Introduction to Markov Chains

05 Aug 2016

Reading time ~9 minutes

Markov Chains are integral component of Markov Chain Monte Carlo (MCMC) techniques. Under MCMC Markov Chain is used to sample from some target distribution. This post tries to develop basic intuition about what Markov Chain is and how we can use it to sample from a distribution.

In a layman terms we can define Markov Chain as a collection of random variables having the property that, given the present, the future is conditionally independent of the past. This might may not make sense to you right now but this will be the core of the discussion when we discuss about MCMC algorithms.

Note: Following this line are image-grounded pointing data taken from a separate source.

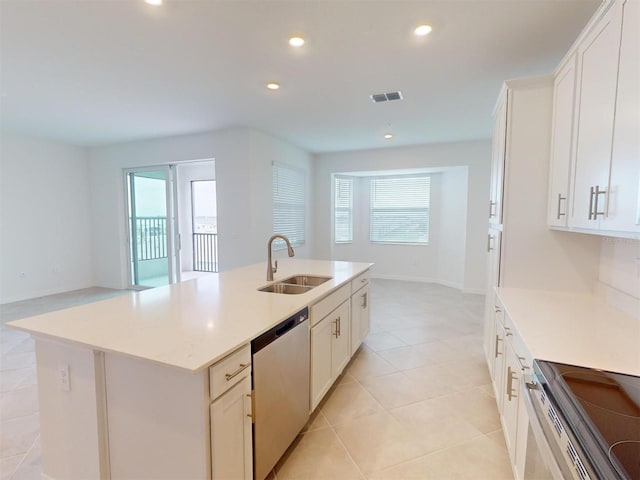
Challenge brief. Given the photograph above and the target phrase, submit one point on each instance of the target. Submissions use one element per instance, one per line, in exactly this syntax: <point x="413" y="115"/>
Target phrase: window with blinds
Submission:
<point x="343" y="210"/>
<point x="399" y="209"/>
<point x="288" y="204"/>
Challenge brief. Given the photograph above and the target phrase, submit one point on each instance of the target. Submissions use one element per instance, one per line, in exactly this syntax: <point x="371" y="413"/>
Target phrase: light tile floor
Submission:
<point x="19" y="420"/>
<point x="414" y="403"/>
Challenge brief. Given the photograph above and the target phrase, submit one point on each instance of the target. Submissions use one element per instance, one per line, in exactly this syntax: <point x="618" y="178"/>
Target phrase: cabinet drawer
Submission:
<point x="360" y="281"/>
<point x="328" y="304"/>
<point x="229" y="371"/>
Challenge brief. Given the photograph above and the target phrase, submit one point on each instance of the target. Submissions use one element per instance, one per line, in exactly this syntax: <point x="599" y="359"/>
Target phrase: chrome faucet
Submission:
<point x="271" y="269"/>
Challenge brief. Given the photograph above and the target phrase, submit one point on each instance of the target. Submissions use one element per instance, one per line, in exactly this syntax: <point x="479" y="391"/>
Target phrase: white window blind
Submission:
<point x="399" y="209"/>
<point x="343" y="209"/>
<point x="288" y="204"/>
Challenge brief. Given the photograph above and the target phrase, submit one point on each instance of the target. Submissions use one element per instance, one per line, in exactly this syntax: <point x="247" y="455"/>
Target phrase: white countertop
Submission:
<point x="577" y="329"/>
<point x="194" y="323"/>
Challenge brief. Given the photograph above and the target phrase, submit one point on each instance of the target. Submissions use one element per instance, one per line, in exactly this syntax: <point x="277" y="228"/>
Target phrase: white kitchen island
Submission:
<point x="124" y="384"/>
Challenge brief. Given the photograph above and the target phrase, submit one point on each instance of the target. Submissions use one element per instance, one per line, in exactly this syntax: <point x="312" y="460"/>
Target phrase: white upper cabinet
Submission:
<point x="604" y="196"/>
<point x="564" y="89"/>
<point x="498" y="159"/>
<point x="623" y="207"/>
<point x="598" y="57"/>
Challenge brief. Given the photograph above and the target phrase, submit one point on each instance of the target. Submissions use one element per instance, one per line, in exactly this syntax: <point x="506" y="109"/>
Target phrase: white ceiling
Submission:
<point x="96" y="72"/>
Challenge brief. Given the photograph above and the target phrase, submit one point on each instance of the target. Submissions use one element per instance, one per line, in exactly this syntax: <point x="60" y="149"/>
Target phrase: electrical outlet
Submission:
<point x="63" y="378"/>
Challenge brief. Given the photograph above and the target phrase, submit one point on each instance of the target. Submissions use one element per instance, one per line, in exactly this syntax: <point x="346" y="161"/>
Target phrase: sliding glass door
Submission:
<point x="153" y="248"/>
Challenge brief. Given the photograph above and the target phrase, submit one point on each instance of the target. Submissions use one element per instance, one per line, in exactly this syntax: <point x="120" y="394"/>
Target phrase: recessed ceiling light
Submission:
<point x="423" y="30"/>
<point x="296" y="41"/>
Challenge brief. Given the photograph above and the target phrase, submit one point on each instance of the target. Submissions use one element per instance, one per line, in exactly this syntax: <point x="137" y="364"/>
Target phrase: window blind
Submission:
<point x="399" y="209"/>
<point x="288" y="204"/>
<point x="343" y="209"/>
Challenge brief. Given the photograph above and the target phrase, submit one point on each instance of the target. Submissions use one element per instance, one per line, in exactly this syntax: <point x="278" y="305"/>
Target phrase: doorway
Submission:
<point x="151" y="205"/>
<point x="204" y="226"/>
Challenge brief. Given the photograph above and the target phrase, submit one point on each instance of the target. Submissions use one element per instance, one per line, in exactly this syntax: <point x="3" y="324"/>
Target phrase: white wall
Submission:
<point x="620" y="265"/>
<point x="45" y="218"/>
<point x="466" y="271"/>
<point x="186" y="174"/>
<point x="452" y="227"/>
<point x="243" y="172"/>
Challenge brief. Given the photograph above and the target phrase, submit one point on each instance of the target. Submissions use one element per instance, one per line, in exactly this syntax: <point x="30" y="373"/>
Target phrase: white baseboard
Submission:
<point x="43" y="293"/>
<point x="475" y="291"/>
<point x="406" y="278"/>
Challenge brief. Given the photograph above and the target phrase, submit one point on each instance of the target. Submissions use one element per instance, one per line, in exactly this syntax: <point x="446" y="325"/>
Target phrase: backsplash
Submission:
<point x="620" y="274"/>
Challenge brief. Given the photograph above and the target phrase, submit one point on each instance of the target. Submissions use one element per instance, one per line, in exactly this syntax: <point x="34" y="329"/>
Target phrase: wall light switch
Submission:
<point x="63" y="378"/>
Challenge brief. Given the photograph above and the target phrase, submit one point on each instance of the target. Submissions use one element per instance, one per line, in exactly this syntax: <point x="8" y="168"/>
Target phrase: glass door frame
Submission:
<point x="173" y="240"/>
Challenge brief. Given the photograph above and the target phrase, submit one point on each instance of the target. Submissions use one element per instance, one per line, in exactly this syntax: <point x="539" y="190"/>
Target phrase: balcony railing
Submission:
<point x="151" y="243"/>
<point x="205" y="252"/>
<point x="151" y="237"/>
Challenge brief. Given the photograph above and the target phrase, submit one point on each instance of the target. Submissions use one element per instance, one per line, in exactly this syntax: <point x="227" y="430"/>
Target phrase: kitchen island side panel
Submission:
<point x="158" y="420"/>
<point x="71" y="411"/>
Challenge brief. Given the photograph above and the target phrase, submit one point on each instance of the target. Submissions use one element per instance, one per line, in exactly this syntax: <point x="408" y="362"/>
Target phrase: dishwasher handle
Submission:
<point x="279" y="330"/>
<point x="284" y="328"/>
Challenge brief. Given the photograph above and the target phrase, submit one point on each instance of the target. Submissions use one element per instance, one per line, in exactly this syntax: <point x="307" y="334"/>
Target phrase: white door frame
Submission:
<point x="173" y="244"/>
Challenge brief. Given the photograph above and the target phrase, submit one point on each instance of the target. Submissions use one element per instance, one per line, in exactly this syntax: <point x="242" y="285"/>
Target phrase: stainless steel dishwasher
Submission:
<point x="281" y="389"/>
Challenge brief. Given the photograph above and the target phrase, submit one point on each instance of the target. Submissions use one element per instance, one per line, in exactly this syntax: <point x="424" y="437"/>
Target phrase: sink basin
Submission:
<point x="295" y="284"/>
<point x="288" y="288"/>
<point x="310" y="280"/>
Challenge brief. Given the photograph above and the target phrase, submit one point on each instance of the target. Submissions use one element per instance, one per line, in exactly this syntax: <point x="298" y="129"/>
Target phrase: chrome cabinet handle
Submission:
<point x="229" y="376"/>
<point x="594" y="194"/>
<point x="489" y="240"/>
<point x="510" y="379"/>
<point x="597" y="192"/>
<point x="521" y="360"/>
<point x="560" y="198"/>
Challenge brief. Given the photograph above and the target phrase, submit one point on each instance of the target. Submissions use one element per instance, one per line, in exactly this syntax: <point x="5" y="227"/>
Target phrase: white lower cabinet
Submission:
<point x="330" y="351"/>
<point x="511" y="394"/>
<point x="231" y="429"/>
<point x="360" y="317"/>
<point x="511" y="363"/>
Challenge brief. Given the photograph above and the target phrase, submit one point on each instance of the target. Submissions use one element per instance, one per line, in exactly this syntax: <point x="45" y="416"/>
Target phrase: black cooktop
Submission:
<point x="603" y="412"/>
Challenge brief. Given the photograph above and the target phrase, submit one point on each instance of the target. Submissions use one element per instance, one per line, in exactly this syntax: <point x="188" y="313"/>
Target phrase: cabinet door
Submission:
<point x="365" y="312"/>
<point x="511" y="394"/>
<point x="356" y="313"/>
<point x="499" y="364"/>
<point x="561" y="142"/>
<point x="493" y="346"/>
<point x="597" y="80"/>
<point x="360" y="319"/>
<point x="341" y="342"/>
<point x="321" y="371"/>
<point x="231" y="442"/>
<point x="494" y="245"/>
<point x="623" y="212"/>
<point x="498" y="159"/>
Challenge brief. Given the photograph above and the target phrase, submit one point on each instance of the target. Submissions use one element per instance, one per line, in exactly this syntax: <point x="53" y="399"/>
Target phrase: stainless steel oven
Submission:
<point x="584" y="424"/>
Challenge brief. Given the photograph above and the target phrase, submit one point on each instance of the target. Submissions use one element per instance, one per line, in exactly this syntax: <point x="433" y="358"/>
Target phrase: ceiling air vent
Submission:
<point x="385" y="97"/>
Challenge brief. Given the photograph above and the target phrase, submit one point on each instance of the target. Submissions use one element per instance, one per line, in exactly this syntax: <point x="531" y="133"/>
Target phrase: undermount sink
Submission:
<point x="285" y="288"/>
<point x="310" y="280"/>
<point x="295" y="285"/>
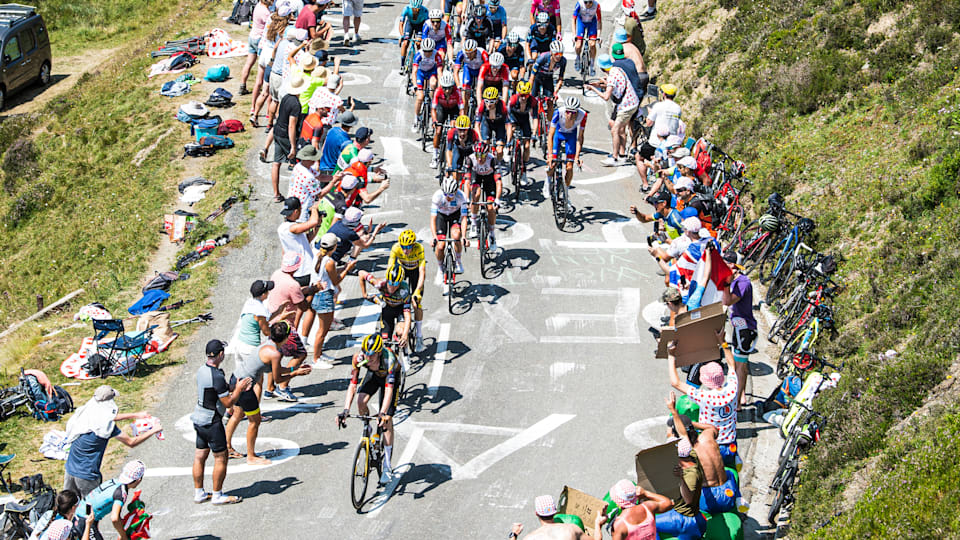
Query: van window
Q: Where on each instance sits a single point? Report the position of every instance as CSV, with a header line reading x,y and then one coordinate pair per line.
x,y
28,42
12,49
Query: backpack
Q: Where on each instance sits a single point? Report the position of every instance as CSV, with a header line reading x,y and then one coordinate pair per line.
x,y
230,126
216,141
218,73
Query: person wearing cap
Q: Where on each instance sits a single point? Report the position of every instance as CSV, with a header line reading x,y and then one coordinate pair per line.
x,y
664,114
109,499
214,397
619,90
638,507
739,298
545,507
721,491
89,430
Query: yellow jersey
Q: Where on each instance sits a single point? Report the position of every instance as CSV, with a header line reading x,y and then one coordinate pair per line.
x,y
409,260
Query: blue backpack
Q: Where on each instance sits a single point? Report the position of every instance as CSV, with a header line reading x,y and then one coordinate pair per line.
x,y
218,73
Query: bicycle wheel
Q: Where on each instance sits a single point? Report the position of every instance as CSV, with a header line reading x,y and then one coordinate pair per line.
x,y
360,473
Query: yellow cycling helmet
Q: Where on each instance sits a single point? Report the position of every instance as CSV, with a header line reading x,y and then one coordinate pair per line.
x,y
396,274
372,344
408,238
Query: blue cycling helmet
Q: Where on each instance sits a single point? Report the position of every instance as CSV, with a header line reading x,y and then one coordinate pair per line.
x,y
604,62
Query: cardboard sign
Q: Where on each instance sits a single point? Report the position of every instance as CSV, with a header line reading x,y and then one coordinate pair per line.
x,y
695,334
655,469
578,503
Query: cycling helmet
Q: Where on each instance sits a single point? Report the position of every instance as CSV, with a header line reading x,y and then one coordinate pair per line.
x,y
769,223
407,238
395,274
449,185
372,344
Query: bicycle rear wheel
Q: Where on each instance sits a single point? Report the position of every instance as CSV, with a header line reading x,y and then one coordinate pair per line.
x,y
360,473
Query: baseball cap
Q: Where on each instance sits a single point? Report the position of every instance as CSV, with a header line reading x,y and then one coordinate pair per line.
x,y
132,472
260,286
545,506
290,205
215,347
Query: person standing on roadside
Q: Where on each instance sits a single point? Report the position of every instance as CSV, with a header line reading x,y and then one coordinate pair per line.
x,y
214,397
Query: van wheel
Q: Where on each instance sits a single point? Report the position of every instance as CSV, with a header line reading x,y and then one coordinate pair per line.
x,y
44,77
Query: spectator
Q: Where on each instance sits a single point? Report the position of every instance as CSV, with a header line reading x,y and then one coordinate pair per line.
x,y
109,498
636,521
740,299
214,398
88,431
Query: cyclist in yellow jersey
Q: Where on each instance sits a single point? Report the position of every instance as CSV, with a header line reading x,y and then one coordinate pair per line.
x,y
410,255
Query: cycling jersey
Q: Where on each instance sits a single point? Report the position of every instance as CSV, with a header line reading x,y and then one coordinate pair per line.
x,y
440,205
448,100
409,260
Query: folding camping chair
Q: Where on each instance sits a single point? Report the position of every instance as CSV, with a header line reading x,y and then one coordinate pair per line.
x,y
129,346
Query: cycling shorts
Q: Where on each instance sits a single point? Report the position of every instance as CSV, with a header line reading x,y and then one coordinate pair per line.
x,y
589,29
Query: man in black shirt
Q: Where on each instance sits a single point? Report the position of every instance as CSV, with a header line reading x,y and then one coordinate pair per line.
x,y
214,398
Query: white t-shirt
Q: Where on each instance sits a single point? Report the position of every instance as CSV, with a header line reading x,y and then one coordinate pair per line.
x,y
665,114
296,243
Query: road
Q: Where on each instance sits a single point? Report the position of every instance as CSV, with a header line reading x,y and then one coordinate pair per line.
x,y
529,387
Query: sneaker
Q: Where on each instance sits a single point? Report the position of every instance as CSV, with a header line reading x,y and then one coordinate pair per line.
x,y
284,394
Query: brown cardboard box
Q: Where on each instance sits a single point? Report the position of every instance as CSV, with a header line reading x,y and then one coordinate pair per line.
x,y
578,503
655,469
695,333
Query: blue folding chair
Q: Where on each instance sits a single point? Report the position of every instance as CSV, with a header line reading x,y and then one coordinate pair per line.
x,y
124,347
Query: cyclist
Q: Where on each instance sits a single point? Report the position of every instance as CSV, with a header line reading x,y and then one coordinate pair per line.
x,y
439,31
521,107
514,56
460,141
589,23
447,105
486,182
395,293
411,21
479,29
426,64
541,34
566,128
493,74
551,8
409,254
448,215
498,19
546,68
383,369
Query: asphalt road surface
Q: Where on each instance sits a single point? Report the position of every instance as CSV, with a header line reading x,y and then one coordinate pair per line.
x,y
545,377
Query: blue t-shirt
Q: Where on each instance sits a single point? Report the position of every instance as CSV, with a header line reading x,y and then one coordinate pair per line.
x,y
86,455
337,139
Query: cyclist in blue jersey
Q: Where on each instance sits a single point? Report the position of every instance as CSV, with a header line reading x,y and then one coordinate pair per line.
x,y
411,22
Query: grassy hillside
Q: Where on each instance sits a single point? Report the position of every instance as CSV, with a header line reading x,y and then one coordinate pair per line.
x,y
852,110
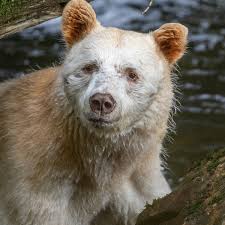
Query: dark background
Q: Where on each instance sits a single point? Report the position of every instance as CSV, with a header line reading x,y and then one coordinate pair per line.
x,y
201,122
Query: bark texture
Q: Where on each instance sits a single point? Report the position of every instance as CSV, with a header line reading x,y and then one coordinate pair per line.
x,y
16,15
199,200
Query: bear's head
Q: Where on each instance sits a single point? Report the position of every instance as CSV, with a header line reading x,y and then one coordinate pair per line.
x,y
115,79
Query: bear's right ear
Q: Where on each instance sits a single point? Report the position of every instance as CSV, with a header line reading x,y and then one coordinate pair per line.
x,y
79,19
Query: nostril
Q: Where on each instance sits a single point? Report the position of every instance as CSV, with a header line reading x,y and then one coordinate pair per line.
x,y
108,105
96,105
102,103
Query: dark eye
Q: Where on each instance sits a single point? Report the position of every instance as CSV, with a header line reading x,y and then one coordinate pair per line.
x,y
90,68
131,74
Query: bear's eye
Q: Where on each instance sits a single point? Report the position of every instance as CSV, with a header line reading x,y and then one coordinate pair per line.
x,y
90,68
131,74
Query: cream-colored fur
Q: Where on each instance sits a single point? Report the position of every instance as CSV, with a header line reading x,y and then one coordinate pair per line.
x,y
57,167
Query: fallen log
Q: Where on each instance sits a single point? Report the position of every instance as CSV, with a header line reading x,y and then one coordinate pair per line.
x,y
16,15
199,200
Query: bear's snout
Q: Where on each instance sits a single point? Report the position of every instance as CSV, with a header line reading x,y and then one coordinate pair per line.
x,y
102,104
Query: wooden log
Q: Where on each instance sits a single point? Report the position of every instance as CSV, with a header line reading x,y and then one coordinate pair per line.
x,y
16,15
199,200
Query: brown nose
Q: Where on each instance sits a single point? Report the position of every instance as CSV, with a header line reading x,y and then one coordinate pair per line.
x,y
102,103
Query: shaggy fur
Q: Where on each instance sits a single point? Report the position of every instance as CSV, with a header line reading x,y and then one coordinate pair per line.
x,y
57,167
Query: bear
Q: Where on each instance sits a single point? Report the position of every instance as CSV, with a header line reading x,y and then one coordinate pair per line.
x,y
80,143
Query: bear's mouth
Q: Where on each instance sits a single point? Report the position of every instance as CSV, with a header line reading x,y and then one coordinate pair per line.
x,y
100,121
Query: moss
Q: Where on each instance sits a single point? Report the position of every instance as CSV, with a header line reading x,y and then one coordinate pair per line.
x,y
218,198
212,165
195,207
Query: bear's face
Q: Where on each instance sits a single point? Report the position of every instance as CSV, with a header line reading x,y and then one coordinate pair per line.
x,y
111,76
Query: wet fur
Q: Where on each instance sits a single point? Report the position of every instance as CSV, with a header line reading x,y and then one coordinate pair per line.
x,y
56,169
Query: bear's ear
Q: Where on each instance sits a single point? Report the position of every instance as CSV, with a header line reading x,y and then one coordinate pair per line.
x,y
78,20
172,40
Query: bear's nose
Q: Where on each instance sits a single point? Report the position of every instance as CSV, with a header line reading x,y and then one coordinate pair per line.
x,y
102,103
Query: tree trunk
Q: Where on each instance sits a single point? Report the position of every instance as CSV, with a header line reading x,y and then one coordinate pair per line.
x,y
199,200
16,15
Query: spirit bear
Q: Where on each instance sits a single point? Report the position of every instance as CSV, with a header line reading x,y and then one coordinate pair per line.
x,y
80,143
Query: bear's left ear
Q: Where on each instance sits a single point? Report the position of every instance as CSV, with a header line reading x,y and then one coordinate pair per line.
x,y
172,40
78,20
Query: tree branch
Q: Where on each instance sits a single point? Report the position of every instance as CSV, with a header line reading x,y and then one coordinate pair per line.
x,y
16,15
200,198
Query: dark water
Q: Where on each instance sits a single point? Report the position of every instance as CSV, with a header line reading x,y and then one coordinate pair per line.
x,y
201,122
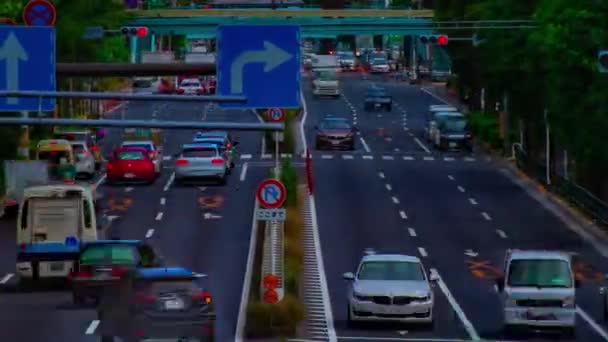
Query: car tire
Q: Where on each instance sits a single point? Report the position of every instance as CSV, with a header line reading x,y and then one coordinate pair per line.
x,y
223,180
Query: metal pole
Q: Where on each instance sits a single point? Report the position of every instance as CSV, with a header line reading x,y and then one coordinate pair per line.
x,y
547,149
276,153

Lets us now take a formal (mathematical) look at the definition of Markov Chain and some of its properties. A Markov Chain is a stochastic process that undergoes transition from one state to another on a given set of states called state space of Markov Chain.

I used a term stochastic process which is a random process that evolves with time. We can perceive it as probabilistic counterpart of a deterministic process where instead of evolving in a one way (deterministic) process can have multiple directions in which it can evolve or it has some kind of indeterminacy to its future. One example of a stochastic process is Brownian Motion.

A Markov is characterised by following three elements:

A state space $Val(X)$ , which is a set of values (state $x$ ) chain is allowed to take.
A transition model $T$ , which specifies for each pair of state $x$ , $x'$ the probability $T (x \rightarrow x')$ of going from $x$ to $x'$ .
An initial state distribution $P^{(0)}(X^{(0)} = x)$ , $\forall x \in Val(X)$ , which defines the probability of being in any one of the possible states at the initial iteration t = 0.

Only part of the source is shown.